All Citi Works office environments worldwide will share a common theme, but there is also flexibility for regional distinction and local requirements.

Apart from pioneering this, Citibank is also among the 4,500 companies that have signed the Employers’ Pledge of Fair Employment Practices managed by Tripartite Alliance for Fair and Progressive Employment Practices.

#HRTech for end-to-end HR coverage

Nanyang Polytechnic (NYP) has taken a systematic approach to bringing a number of HR processes under the purview of technology.

In the first stage, NYP started by automating various non-value added HR activities such as leave application and medical claims, enabling staff access anytime at their own convenience and replacing tedious transactional procedures.

In the second stage, the team further digitised key HR functions such as recruitment and selection, performance management, and manpower allocation. These services reside on an HR information system developed in-house and built on an Oracle technology platform.

Judy Tan, director of HR, says about the features: “They are integrated with other non-HR systems such as the finance system to facilitate payments and the library portal for staff learning.
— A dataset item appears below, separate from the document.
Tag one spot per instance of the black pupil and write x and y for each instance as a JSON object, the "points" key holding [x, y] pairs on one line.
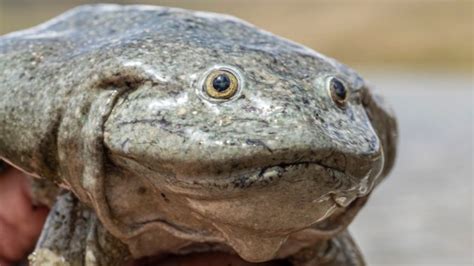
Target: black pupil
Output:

With a single sign-on, staff can easily access all HR services at their workstations or using their mobile devices.”

Ahead of the curve, NYP has implemented staggered work hours and telecommuting schemes since 2012. This was to expand the choice of flexi-work arrangement options and provide greater autonomy for staff to manage their own work schedules.

“We leveraged on technology to make it easy for staff to apply for flexi-work, healthy lifestyle time-off , as well as flexible work arrangements, seamless for them, as well as their reporting officers,” Tan says.
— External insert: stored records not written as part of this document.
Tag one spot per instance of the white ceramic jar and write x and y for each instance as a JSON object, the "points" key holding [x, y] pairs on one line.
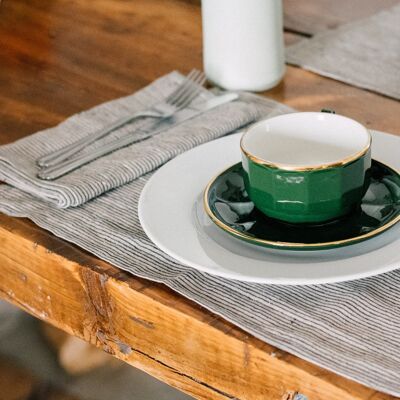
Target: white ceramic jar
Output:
{"points": [[243, 43]]}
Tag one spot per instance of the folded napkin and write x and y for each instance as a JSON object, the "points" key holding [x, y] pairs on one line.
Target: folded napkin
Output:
{"points": [[18, 160], [365, 53], [351, 328]]}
“When we embarked on e-HR, apart from logistics and infrastructure, the human factor was the biggest challenge faced,” Tan adds, explaining that staff were concerned about switching from manual to a technology-based mode of work.
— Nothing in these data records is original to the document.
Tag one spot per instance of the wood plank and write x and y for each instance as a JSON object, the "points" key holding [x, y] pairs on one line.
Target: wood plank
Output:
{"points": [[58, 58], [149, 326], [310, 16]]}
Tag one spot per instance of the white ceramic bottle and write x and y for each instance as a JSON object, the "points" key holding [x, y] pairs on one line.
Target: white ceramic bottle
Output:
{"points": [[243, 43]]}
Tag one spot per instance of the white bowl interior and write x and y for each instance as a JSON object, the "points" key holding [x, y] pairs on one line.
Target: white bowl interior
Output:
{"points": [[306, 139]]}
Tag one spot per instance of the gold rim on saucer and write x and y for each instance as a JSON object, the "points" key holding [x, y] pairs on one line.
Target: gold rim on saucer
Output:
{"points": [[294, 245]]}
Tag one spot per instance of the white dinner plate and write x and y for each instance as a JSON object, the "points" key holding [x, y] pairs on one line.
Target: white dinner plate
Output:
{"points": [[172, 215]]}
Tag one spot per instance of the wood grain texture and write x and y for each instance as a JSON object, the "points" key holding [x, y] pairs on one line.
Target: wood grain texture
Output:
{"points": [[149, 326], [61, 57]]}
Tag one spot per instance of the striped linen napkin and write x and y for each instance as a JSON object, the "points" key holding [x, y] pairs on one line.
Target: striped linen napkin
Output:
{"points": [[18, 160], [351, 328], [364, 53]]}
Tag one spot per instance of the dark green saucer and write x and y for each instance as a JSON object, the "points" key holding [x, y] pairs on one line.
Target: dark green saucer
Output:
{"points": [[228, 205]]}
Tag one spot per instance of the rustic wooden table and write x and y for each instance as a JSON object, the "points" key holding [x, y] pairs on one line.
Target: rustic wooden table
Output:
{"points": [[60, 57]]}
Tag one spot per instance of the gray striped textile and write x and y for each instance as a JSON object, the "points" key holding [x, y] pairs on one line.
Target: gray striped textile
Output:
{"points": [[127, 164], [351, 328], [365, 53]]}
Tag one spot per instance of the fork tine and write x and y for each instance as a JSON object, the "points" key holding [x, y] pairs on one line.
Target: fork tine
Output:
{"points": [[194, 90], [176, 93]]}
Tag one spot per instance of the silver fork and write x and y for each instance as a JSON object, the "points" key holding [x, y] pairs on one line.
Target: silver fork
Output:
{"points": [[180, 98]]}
“They generally felt a loss of control over the manual work processes they were familiar with and were apprehensive that their roles would become redundant and their jobs eliminated.”

In overcoming these human challenges, the HR team examined current work processes, staff profiles and their skill sets. Tan says: “For staff whose jobs may be affected by the use of technology, we redesigned and expanded their roles as part of their career development within the Poly. We also conducted communications sessions to explain and get buy-in from staff on the rationale of our digitisation initiative.”

Besides involving staff in the design phase of the HR systems, NYP implemented the system on a pilot basis first before launching it across the Poly. Briefing sessions, hands-on demos and training for staff and reporting officers prior to the system launch were also conducted. The efforts have paid off significantly.

Management and HR have instant access to data to satisfy immediate information needs, thus removing the delays caused by multiple interactions between different staff . This information sharing through technology has ensured the manpower costs required for the mundane task of hard copy records are eliminated.

Tan also cites the Workplace by Facebook platform as having enhanced staff engagement and cross-school/department communications.

In addition, NYP was awarded the WorkLife Excellence Award by TAFEP’s Tripartite Committee on Work-Life Strategy in 2014.

“There is a voluminous amount of timely information updates and processing required in a large tertiary institution such as NYP, with 1,455 staff and seven schools off ering a wide range of courses in engineering, design, health sciences, and more, to some 16,000 students, spanning a 30-hectare campus,” Tan says.

“The seamless integration at both the data and process levels has seen tremendous gains in productivity and efficiency.”